The Query Rewrite Plugin ships with MySQL 5.7+ (requires manual installation) and MySQL 8.0+. It hooks in at the parser layer — before a query is executed, the plugin checks whether it matches any rule defined in the query_rewrite.rewrite_rules table. If it matches, the query is replaced with the rewritten version.

There are two types of rewrites:

  • Pre-parse rewrite (the Rewriter plugin): Operates after parsing, uses pattern matching with ? as a wildcard for literal values.
  • Post-parse rewrite: Less common, operates on the AST after parsing.

In practice, the Rewriter plugin (pre-parse) is what you’ll reach for in the vast majority of cases.

Limitations to Know Up Front

  • Only rewrites SELECT, INSERT, UPDATE, DELETE — DDL statements are not rewritten.
  • Pattern matching is based on query structure, not raw strings.
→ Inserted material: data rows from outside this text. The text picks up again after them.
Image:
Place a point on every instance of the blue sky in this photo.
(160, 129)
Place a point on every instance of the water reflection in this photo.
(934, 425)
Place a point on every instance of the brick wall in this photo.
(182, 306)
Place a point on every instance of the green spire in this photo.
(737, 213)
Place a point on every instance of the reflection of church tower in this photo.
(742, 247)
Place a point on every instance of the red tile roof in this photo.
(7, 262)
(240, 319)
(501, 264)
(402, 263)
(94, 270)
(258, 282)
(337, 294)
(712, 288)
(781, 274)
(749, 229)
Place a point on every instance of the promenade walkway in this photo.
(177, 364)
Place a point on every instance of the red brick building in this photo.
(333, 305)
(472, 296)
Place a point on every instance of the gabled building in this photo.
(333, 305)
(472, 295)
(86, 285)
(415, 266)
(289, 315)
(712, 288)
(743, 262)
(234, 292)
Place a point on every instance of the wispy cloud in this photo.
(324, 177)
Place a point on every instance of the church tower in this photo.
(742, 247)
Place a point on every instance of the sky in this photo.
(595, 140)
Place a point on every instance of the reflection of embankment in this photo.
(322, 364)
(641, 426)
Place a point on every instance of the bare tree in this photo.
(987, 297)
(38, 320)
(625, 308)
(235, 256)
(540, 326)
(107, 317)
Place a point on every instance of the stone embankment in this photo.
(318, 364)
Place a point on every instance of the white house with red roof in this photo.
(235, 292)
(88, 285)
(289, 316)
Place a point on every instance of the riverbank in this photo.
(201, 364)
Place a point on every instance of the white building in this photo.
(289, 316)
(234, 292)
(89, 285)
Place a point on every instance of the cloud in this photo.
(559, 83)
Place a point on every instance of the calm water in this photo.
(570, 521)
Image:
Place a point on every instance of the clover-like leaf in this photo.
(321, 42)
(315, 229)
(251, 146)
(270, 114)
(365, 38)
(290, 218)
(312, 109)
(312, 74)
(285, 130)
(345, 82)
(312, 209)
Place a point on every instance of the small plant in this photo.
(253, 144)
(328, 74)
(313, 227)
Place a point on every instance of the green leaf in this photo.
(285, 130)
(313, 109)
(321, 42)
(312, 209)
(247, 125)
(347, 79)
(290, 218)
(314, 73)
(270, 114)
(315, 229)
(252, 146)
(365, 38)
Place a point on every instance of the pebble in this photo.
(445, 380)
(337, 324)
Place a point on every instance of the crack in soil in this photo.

Two queries with the same intent but written differently require two separate rules.
  • Does not apply to prepared statements over the binary protocol — only works with the text protocol.

Installing and Enabling the Plugin

On MySQL 8.0, the installation script is already bundled:

# Run the installation script included with MySQL
mysql -u root -p < /usr/share/mysql/install_rewriter.sql

# Verify the plugin is active
mysql -u root -p -e "SHOW PLUGINS\G" | grep -i rewriter

If successful, the output will look like this:

Name: Rewriter
Status: ACTIVE
Type: AUDIT
Library: rewriter.so

The plugin creates a query_rewrite database with a rewrite_rules table — where you define all your rules:

DESCRIBE query_rewrite.rewrite_rules;
+------------------+--------------+------+-----+---------+----------------+
| Field            | Type         | Null | Key | Default | Extra          |
+------------------+--------------+------+-----+---------+----------------+
| id               | int          | NO   | PRI | NULL    | auto_increment |
| pattern          | longtext     | NO   |     | NULL    |                |
| pattern_database | varchar(64)  | YES  |     | NULL    |                |
| replacement      | longtext     | NO   |     | NULL    |                |
| enabled          | enum('YES',  | NO   |     | YES     |                |
| message          | varchar(128) | YES  |     | NULL    |                |
| pattern_digest   | varchar(64)  | YES  |     | NULL    |                |
| normalized_patte | varchar(100) | YES  |     | NULL    |                |
+------------------+--------------+------+-----+---------+----------------+

Hands-On: Real-World Use Cases

Use Case 1: Automatically Add LIMIT to Unbounded Queries

A classic mistake. A developer forgets LIMIT, and production pulls the entire table — I once saw a query like this return 2.3 million rows to the frontend in a single request:

INSERT INTO query_rewrite.rewrite_rules (pattern, replacement) VALUES (
  'SELECT * FROM orders WHERE status = ?',
  'SELECT * FROM orders WHERE status = ? LIMIT 1000'
);

-- After every INSERT/UPDATE to a rule, flush to apply it:
CALL query_rewrite.flush_rewrite_rules();

From this point on, any query matching SELECT * FROM orders WHERE status = 'pending' will automatically have LIMIT 1000 appended. The application is none the wiser.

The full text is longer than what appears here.